In Romagna, era altresì tradizione dare agli animali ammalati un pezzetto di pane benedetto il giorno di sant'Antonio, affinché guarissero, oppure tre fave nere.

Si narra che i seguaci del Santo, per meglio soccorrere i malati che si recavano ormai senza speranza alla chiesa francese di Saint-Antoine de Viennois, luogo dov’erano conservate le reliquie, decisero di costruire un ospedale e dei ricoveri. Ebbe così origine l’Ordine Ospedaliero degli Antoniani. Per assicurare la sussistenza ai malati e ai religiosi, si narra che venissero allevati dei maiali destinati alla macellazione, lasciati liberi di vagabondare per il paese e mantenuti dalla carità pubblica.
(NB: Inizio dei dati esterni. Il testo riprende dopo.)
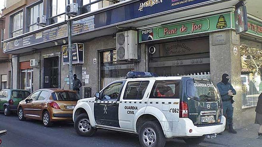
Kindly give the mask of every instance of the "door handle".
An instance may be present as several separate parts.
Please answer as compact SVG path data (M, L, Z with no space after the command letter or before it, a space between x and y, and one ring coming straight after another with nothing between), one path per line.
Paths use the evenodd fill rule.
M112 105L114 107L116 107L117 105L117 103L116 102L114 102L112 104Z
Necessità sopraggiunte vietarono la libera circolazione degli animali nella città, fatta eccezione per i maiali degli Antoniani che, da allora, dovettero portare come riconoscimento la celebre campanellina al collo.

A Roma, nei secoli scorsi, la cerimonia si svolgeva invece con grande sfarzo: gli animali da benedire erano numerosissimi e andavano dai buoi agli asini, dagli animali da cortile fino ai cavalli delle carrozze dei nobili. La benedizione, poi, aveva luogo in origine nella vicina chiesa di Sant'Antonio Abate, il santo protettore degli animali, e solo quest'ultimo secolo è stata dirottata, per motivi di traffico, a Sant'Eusebio.

La cerimonia, di grande attrazione per gli stranieri, si ripeteva spesso per diversi giorni e cominciava fin dalle prime ore del mattino del 17 con la sfilata di tutti i quadrupedi, tra due ali di folla, fino alla chiesa. Qui un sacerdote, munito di un grande aspersorio, spruzzava energicamente le bestie impartendo loro la benedizione. Fra le testimonianze scritte giunteci dell'avvenimento ci sono anche quelle di Goethe e di Andersen, mentre la scena è stata immortalata in una litografia di A.J.B. Thomas del 1823, in un acquerello di Bartolomeo Pinelli del 1831 e in un quadro del danese Wilhelm Mastrand del 1838.

 

 

 

(Wilhelm Mastrand - Benedizione degli Animali - 1838)

 


Naturalmente la benedizione richiedeva un'offerta da parte dei proprietari delle bestie alla chiesa di Sant'Antonio; essa andava da quelle in natura dei contadini a quelle cospicue in denaro dei nobili.

Con una punta di ironia Goethe nel 1787 ricordava una nota dolente della festa: i cocchieri devoti portano ceri grandi e piccoli, "i padroni mandano elemosine e doni, con i quali i preziosi ed utili animali sono garantiti da ogni disgrazia". Il Belli non si lasciava sfuggire quest'ottima occasione per lanciare l'ennesima sferzata contro la chiesa, personificata in questo caso da "cuer pezzo de demonio de don Pangrazzio", che se aveva un gran daffare con il suo aspersorio, ancor più era impegnato a raccogliere le offerte.

Il giro di interessi economici legato alla cerimonia divenne così rilevante da indurre i parroci di altre chiese a tentare di "farlo proprio", approfittando del fatto che alcuni nobili, elargendo lauti compensi, chiedevano funzioni riservate ai propri animali.

Ciò portò ad una concorrenza tra Sant'Antonio Abate e altre chiese romane per l'esclusiva sulla benedizione degli animali, tanto che nel 1831 il cardinale vicario dovette intervenire minacciando la sospensione a divinis per chi avesse compiuto il rito al di fuori della chiesa di Sant'Antonio.